There are a range of options, the simplest is to use a balloon dilation to try and push the tissue growth out of the way, squashing it to a size where it does not interfere so much with his breathing. Next was the possibility of fiddling with the size and length of the trachy, which is what we have done in the past, and which does work, but past experience shows that this is only a temporary solution as eventually either a granuloma forms at the end of his trachy or he has tracheal collapse beyond the tube if it is too short. Another option is to surgically remove the offending object. The possible problem with that is that it may be part of the tracheal wall, being pushed in by the tumour, and if it is removed, that would obviously pose problems later on when/if the tumour regresses.

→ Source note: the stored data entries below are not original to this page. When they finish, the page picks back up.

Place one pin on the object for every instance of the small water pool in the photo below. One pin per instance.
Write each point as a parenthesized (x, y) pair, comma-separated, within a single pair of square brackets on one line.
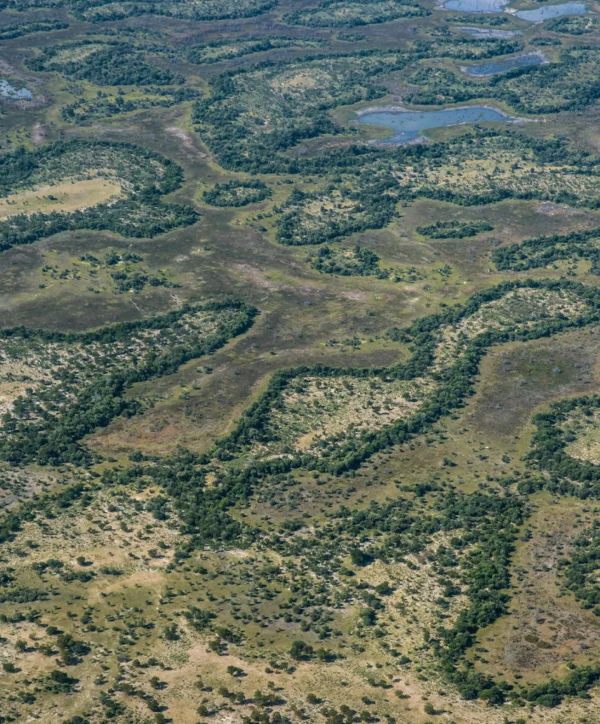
[(573, 7), (408, 125), (9, 91), (552, 11), (494, 67)]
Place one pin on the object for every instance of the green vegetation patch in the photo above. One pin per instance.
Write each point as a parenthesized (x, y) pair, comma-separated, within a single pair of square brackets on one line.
[(568, 84), (253, 117), (454, 229), (544, 251), (237, 193), (347, 262), (18, 30), (97, 10), (566, 444), (131, 178), (107, 105), (56, 388), (229, 49), (349, 13), (313, 218), (103, 63), (322, 415), (581, 568), (119, 270), (476, 168)]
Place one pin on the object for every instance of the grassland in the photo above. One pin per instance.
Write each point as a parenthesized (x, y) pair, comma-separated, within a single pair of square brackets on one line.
[(296, 424)]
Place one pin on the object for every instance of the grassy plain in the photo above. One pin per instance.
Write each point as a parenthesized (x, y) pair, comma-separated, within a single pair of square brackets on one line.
[(119, 579)]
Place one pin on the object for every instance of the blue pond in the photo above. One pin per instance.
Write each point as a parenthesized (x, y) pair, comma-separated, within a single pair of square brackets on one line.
[(9, 91), (407, 125), (551, 11), (476, 6), (494, 67)]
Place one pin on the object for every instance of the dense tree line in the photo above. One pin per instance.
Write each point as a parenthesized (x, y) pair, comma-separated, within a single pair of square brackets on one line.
[(115, 63), (544, 250), (55, 440)]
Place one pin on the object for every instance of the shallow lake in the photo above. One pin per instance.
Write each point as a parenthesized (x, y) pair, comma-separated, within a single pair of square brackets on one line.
[(574, 7), (491, 32), (551, 11), (408, 125), (476, 6), (9, 91), (493, 67)]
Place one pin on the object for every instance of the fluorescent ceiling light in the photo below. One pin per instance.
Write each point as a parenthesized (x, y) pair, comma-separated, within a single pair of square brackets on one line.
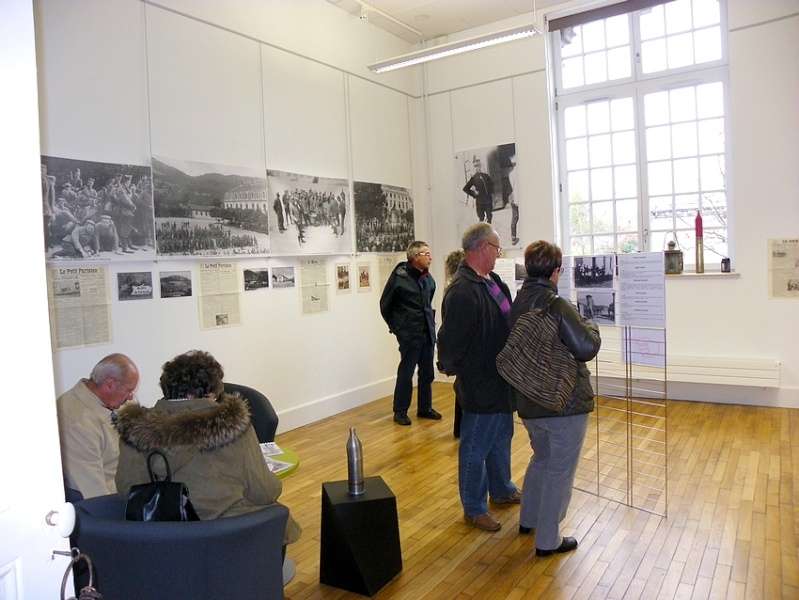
[(444, 50)]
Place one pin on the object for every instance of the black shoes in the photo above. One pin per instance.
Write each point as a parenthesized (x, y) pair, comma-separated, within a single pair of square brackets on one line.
[(567, 545), (430, 414), (402, 419)]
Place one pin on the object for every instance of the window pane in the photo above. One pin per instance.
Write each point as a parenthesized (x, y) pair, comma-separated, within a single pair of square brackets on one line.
[(660, 179), (706, 12), (658, 143), (595, 67), (578, 186), (601, 184), (678, 16), (686, 175), (599, 150), (653, 56), (624, 147), (626, 181), (574, 121), (576, 154), (708, 45), (711, 173), (682, 104), (627, 215), (683, 137), (580, 219), (680, 50), (711, 136)]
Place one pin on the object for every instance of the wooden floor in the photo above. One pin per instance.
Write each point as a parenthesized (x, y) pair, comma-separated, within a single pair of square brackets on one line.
[(731, 529)]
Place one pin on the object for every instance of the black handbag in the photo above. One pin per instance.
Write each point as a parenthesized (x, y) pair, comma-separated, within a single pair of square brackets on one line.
[(161, 499), (536, 363)]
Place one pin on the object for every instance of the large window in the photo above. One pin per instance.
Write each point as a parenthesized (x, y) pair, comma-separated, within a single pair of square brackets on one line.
[(641, 112)]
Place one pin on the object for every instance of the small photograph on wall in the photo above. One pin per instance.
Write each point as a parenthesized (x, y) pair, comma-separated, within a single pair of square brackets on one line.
[(484, 191), (597, 305), (209, 210), (308, 214), (256, 279), (283, 277), (175, 284), (135, 286), (364, 277), (594, 271), (96, 211), (383, 217), (343, 278)]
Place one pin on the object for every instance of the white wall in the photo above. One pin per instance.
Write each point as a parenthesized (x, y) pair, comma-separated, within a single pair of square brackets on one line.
[(495, 96), (121, 80)]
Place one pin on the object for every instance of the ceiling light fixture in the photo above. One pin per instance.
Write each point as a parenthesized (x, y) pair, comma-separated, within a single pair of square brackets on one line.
[(452, 48)]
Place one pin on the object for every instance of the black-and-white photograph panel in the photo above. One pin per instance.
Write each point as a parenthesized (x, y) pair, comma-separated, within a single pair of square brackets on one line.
[(204, 209), (597, 305), (96, 211), (135, 286), (309, 215), (175, 284), (283, 277), (383, 217), (594, 271), (484, 191), (256, 279)]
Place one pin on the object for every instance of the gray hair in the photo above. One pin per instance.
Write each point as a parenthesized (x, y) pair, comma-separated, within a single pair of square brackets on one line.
[(477, 234), (413, 248), (114, 366)]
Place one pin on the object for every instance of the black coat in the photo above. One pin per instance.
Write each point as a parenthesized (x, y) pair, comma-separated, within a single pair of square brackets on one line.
[(580, 336), (406, 305), (472, 333)]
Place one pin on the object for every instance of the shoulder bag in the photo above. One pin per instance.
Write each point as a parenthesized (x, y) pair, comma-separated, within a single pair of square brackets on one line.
[(536, 363), (161, 499)]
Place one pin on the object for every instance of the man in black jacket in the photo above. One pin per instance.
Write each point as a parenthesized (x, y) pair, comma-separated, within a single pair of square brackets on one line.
[(474, 329), (406, 306)]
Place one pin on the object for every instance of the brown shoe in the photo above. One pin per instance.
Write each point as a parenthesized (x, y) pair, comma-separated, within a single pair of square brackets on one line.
[(485, 521), (514, 498)]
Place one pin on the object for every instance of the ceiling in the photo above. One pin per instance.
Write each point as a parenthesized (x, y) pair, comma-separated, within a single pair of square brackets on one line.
[(436, 18)]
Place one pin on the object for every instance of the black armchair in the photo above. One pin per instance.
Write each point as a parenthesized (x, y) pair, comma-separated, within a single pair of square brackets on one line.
[(231, 557), (264, 417)]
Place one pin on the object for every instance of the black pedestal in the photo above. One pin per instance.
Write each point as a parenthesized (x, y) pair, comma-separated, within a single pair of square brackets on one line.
[(360, 546)]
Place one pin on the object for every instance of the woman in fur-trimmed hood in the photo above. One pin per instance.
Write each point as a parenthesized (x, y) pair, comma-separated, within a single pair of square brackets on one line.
[(210, 443)]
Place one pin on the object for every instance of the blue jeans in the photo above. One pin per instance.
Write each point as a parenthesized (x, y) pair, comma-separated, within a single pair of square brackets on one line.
[(412, 357), (548, 482), (484, 460)]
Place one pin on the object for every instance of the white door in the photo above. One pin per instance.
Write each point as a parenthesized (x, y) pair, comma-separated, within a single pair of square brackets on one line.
[(30, 462)]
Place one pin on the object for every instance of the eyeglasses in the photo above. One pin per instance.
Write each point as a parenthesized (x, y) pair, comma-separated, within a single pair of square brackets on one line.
[(499, 248), (129, 391)]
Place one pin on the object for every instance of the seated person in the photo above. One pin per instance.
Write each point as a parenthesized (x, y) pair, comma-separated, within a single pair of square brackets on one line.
[(89, 444), (207, 438)]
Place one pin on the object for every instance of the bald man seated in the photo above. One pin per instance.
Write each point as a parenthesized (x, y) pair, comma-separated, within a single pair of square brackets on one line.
[(89, 442)]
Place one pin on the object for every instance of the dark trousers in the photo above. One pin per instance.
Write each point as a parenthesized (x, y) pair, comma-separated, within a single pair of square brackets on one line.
[(412, 357)]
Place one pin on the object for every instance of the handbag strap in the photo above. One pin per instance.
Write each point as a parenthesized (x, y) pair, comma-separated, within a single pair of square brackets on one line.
[(153, 477)]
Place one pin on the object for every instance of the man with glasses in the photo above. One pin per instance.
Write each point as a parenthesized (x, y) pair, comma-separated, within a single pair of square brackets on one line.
[(406, 306), (89, 442), (474, 329)]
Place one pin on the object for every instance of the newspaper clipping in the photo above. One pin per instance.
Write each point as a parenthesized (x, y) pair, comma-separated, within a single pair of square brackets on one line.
[(219, 295), (80, 308), (315, 289), (783, 268)]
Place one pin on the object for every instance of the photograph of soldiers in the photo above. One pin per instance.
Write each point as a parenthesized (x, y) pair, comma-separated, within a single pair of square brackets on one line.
[(314, 214), (203, 209), (96, 210), (383, 217), (485, 182)]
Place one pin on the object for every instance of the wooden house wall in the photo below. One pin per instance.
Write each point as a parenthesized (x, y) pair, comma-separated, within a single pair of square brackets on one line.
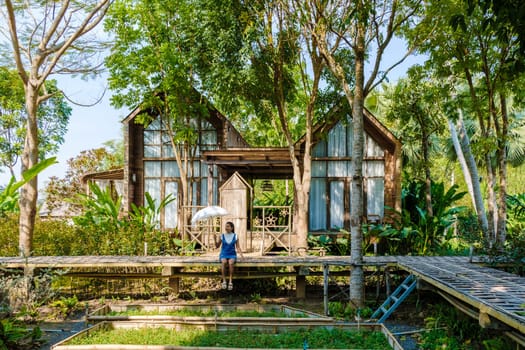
[(134, 169), (205, 187)]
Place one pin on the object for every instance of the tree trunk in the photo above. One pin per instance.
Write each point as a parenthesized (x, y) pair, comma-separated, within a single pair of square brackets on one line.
[(357, 296), (426, 162), (501, 231), (29, 191), (470, 171)]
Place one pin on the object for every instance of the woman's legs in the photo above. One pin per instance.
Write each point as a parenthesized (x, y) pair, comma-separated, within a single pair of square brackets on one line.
[(224, 261), (231, 263)]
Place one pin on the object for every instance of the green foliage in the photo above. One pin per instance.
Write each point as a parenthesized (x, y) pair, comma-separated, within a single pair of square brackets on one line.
[(9, 194), (314, 338), (348, 312), (101, 210), (66, 305), (15, 336), (333, 244), (447, 327), (60, 190), (513, 251), (53, 117), (147, 217), (102, 229), (413, 231)]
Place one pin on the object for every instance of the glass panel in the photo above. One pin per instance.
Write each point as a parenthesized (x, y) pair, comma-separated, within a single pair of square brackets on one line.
[(337, 169), (154, 125), (152, 186), (337, 205), (318, 168), (152, 169), (215, 191), (350, 138), (209, 138), (319, 150), (152, 151), (204, 169), (152, 137), (375, 198), (372, 148), (204, 192), (317, 215), (170, 169), (337, 141), (374, 168), (170, 210), (194, 197), (206, 125), (196, 168)]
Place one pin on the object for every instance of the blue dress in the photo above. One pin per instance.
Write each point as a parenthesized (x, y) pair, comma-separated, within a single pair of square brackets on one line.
[(228, 249)]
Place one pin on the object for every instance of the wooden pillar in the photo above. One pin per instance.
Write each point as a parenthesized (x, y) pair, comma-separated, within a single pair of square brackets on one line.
[(300, 286), (300, 281), (173, 281), (326, 271)]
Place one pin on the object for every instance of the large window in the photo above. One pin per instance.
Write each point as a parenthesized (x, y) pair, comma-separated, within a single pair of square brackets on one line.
[(330, 199), (162, 174)]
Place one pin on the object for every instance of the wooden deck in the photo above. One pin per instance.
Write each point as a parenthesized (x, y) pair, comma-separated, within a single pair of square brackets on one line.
[(496, 298), (482, 292)]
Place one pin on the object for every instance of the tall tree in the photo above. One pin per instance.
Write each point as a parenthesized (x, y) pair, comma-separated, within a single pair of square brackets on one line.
[(60, 190), (150, 67), (416, 113), (53, 117), (365, 29), (476, 51), (46, 38)]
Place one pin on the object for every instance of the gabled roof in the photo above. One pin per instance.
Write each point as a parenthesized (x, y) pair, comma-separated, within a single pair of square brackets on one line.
[(269, 162), (216, 118), (371, 124), (253, 162)]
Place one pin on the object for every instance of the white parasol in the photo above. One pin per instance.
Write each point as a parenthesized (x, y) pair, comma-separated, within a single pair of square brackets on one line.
[(208, 212)]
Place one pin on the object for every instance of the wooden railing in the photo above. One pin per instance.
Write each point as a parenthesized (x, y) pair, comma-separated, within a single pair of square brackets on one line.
[(271, 227)]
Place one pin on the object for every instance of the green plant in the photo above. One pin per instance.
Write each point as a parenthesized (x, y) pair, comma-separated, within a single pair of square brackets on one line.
[(147, 217), (255, 298), (9, 194), (413, 229), (66, 306), (100, 209), (13, 336), (23, 294)]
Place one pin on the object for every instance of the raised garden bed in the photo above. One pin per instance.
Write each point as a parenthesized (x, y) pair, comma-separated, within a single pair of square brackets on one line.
[(201, 312), (142, 335), (158, 327)]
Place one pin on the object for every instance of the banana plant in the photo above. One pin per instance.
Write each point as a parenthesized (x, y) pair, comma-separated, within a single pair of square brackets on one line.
[(9, 195)]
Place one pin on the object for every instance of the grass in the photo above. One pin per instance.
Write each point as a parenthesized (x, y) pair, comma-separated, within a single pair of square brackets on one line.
[(203, 313), (319, 338)]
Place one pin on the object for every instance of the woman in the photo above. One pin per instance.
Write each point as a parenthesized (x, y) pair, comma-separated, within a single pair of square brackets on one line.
[(229, 244)]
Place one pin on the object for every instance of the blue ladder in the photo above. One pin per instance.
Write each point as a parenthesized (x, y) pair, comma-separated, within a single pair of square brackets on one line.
[(395, 299)]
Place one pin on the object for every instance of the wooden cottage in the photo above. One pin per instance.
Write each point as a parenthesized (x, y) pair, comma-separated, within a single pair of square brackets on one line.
[(223, 160)]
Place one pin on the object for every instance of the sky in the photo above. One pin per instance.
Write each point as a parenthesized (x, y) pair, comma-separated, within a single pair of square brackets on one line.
[(90, 127)]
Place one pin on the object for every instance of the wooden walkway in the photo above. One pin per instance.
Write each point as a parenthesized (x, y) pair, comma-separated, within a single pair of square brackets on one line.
[(496, 298), (479, 291)]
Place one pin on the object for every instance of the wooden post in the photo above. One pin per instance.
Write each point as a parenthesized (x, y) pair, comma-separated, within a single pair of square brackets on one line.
[(173, 281), (326, 271), (300, 282)]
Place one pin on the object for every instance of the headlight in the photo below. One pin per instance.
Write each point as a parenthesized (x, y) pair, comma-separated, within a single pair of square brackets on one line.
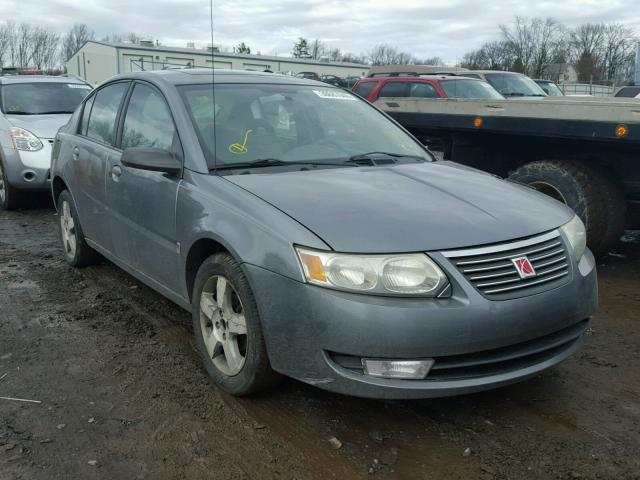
[(25, 140), (577, 236), (410, 274)]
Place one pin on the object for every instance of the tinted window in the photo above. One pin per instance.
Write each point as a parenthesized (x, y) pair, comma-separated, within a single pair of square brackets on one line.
[(289, 123), (41, 98), (365, 89), (148, 121), (628, 92), (423, 90), (103, 114), (85, 115), (393, 89), (467, 88)]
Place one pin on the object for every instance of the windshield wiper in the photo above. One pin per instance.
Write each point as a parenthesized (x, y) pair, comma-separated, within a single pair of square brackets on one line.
[(371, 157), (275, 162)]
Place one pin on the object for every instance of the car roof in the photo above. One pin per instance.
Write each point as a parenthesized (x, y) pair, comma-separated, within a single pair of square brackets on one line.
[(492, 71), (189, 76), (10, 79)]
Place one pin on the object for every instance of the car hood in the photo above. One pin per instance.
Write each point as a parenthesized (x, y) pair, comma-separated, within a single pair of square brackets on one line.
[(43, 126), (406, 208)]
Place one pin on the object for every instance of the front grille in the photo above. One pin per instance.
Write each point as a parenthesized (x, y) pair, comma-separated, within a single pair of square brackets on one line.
[(491, 270), (489, 362)]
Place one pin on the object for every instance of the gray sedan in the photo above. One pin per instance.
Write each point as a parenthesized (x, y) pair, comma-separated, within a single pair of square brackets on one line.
[(311, 236), (32, 108)]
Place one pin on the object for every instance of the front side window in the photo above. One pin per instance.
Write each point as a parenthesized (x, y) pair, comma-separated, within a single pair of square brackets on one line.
[(148, 121), (290, 123), (103, 115), (41, 98), (393, 89), (467, 88)]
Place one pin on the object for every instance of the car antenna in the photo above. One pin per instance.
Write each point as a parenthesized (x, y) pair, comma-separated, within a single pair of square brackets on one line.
[(213, 88)]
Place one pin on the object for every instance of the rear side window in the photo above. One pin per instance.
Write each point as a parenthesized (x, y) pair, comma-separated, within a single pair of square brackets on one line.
[(103, 115), (365, 89), (423, 90), (394, 89), (148, 121)]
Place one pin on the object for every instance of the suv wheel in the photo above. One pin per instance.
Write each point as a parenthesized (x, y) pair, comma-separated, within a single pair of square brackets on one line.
[(76, 251), (227, 328)]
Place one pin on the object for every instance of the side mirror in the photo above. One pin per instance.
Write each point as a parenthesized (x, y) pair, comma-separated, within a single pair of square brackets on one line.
[(153, 159)]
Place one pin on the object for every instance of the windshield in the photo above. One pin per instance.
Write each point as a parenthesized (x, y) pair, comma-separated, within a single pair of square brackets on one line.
[(514, 85), (466, 88), (291, 123), (39, 98)]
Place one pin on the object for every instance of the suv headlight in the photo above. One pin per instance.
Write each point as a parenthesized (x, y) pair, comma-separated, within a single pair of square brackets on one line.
[(400, 275), (577, 235), (25, 140)]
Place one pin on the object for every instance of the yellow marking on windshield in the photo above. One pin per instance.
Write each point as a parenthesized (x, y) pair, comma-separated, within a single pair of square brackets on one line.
[(240, 148)]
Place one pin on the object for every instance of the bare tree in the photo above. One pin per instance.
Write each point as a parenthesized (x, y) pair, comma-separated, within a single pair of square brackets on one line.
[(316, 49), (75, 38)]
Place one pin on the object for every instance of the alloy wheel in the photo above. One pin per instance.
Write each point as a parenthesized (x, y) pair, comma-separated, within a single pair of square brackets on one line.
[(223, 325)]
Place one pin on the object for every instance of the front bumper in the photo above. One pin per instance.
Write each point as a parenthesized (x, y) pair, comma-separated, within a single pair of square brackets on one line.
[(318, 335), (29, 170)]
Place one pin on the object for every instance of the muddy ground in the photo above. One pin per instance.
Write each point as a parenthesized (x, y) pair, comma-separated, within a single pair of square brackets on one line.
[(124, 397)]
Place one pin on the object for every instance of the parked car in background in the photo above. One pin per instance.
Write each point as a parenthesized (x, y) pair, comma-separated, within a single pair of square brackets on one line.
[(33, 108), (509, 84), (311, 236), (309, 76), (424, 86), (550, 88), (629, 92), (333, 80)]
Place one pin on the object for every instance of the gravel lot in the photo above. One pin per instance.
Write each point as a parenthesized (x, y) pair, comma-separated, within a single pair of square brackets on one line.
[(123, 395)]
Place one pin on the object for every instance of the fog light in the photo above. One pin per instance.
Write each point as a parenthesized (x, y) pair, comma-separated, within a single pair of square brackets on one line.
[(408, 369)]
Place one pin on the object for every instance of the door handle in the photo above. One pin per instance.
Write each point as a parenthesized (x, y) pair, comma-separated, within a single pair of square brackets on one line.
[(116, 171)]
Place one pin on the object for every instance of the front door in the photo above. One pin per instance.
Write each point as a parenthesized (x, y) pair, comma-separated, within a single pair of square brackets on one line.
[(142, 203), (90, 150)]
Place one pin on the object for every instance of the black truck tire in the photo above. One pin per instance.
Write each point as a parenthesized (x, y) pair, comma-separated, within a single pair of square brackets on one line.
[(615, 207), (573, 184)]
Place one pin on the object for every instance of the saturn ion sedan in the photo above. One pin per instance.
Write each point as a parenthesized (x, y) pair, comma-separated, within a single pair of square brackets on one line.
[(312, 237)]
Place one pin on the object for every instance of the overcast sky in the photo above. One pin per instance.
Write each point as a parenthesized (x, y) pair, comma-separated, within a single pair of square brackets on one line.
[(445, 28)]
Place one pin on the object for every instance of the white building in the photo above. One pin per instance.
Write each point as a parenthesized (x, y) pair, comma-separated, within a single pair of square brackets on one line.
[(97, 61)]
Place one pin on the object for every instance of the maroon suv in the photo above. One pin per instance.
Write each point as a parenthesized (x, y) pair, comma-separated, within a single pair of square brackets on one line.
[(424, 86)]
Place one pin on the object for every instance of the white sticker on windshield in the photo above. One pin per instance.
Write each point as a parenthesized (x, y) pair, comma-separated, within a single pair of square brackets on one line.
[(334, 95)]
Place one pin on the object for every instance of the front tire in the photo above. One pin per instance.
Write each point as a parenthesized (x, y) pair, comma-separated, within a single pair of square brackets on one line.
[(76, 251), (227, 328), (10, 198)]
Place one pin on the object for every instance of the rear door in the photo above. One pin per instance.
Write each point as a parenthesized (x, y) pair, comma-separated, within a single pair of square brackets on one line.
[(143, 203), (91, 149)]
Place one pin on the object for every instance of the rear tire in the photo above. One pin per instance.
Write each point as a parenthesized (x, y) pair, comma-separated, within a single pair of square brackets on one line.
[(575, 186), (76, 251), (10, 197), (228, 330)]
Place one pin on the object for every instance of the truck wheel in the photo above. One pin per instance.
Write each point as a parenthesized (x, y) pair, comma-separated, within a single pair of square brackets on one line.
[(576, 187), (9, 196), (615, 208), (228, 330)]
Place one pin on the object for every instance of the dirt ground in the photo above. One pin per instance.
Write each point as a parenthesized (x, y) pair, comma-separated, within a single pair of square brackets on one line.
[(123, 395)]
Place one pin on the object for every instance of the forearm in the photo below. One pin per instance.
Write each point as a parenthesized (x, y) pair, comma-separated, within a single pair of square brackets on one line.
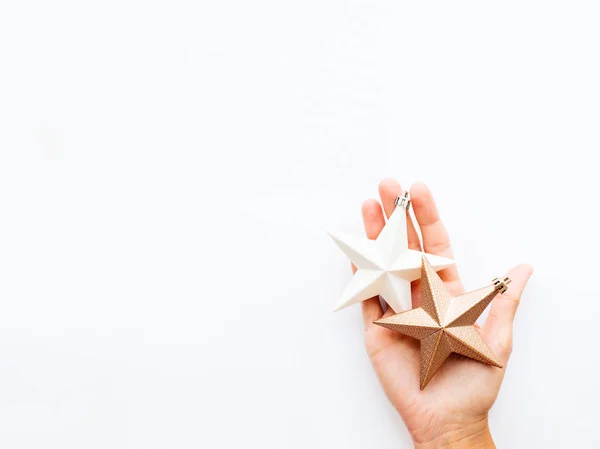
[(477, 436)]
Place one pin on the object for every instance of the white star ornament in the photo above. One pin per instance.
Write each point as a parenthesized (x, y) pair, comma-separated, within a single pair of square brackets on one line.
[(385, 266)]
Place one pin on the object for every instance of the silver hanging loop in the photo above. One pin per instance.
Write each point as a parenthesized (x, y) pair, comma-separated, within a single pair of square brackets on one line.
[(403, 201), (501, 285)]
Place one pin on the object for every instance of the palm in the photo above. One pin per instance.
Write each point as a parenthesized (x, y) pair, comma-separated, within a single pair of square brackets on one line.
[(463, 390)]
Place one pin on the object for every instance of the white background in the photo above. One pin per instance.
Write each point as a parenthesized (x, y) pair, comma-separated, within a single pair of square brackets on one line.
[(168, 169)]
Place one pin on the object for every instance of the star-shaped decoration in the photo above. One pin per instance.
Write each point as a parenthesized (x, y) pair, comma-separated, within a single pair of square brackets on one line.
[(385, 266), (445, 324)]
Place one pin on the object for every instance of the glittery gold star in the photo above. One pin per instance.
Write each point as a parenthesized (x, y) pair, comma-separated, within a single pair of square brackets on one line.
[(445, 324)]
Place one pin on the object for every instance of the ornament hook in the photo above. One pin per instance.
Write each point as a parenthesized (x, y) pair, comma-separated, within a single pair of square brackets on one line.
[(501, 285), (403, 201)]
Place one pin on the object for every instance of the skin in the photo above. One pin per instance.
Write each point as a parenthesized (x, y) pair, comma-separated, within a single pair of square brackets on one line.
[(452, 411)]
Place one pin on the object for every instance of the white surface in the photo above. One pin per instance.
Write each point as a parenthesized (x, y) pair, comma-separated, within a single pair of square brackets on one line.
[(167, 170), (385, 266)]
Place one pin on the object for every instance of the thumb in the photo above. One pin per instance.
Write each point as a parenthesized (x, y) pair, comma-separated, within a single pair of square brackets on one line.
[(499, 323)]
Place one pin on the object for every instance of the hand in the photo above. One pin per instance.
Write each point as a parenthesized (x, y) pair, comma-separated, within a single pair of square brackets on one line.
[(452, 411)]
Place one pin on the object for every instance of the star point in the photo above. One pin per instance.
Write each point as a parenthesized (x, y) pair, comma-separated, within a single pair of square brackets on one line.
[(385, 266), (444, 324)]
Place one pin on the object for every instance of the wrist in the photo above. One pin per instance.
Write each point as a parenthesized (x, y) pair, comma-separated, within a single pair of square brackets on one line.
[(475, 436)]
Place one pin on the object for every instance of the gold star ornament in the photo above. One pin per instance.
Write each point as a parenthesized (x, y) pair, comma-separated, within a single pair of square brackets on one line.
[(445, 324)]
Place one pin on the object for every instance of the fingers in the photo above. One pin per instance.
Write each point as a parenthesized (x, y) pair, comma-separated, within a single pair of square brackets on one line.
[(499, 324), (435, 237), (374, 222), (389, 190)]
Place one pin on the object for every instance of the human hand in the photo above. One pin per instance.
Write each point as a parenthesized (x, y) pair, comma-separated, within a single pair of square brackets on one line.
[(452, 412)]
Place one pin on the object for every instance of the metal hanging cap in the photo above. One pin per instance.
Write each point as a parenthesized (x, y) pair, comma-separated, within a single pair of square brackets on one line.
[(501, 285), (403, 201)]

If push comes to shove, they could operate to remove the tumour that is around his trachea, leaving behind the majority of the tumour in his neck, but relieving the immediate threat to his airway. This option carries with it very severe risks. The assessment between the (4) consultants involved was that this procedure would carry a 50:50 chance of Max dying on the operating table. Further, even if he survived there is every chance that some of the nerves that control swallowing and the diaphragm, which pass close to the trachea, might be damaged. Given that it is unlikely he will be able to swallow anyway, that is less of a concern, however if the nerves that control his diaphragm are damaged, then he would never be able to breathe without the assistance of a ventilator.

Similar to last week, we briefly discussed the quality of life for Max going forward from any of the possible procedures that may need to be done. To help in any decisions that need to be made, a neurologist will come and assess Max (although, given that he is totally sedated and paralysed, I am not sure what they would be able to ascertain).

It transpired later in the day that there are very few people who can carry out a balloon dilation in the airway, and those that can do it are out of the country at the moment. It has therefore been decided that they will concentrate on treating Max’s infection, and try and bolster his immune system – get him to a stage where he can more ably cope with a dose of steroids which has proven successful in the past at helping him turn the corner in situations like this. Also, to get him to a stage where he can cope with a general anasthetic so that a) his hickman line can be replaced so he can continue to be given his original cocktail of chemo drugs, and b) so that a balloon dilation can be carried out next week if it is still felt that that would be useful.

It is hoped that a combination of more of the same and steroids will allow Max to come off the ventilator, as his current situation, whilst stable, is quite precarious.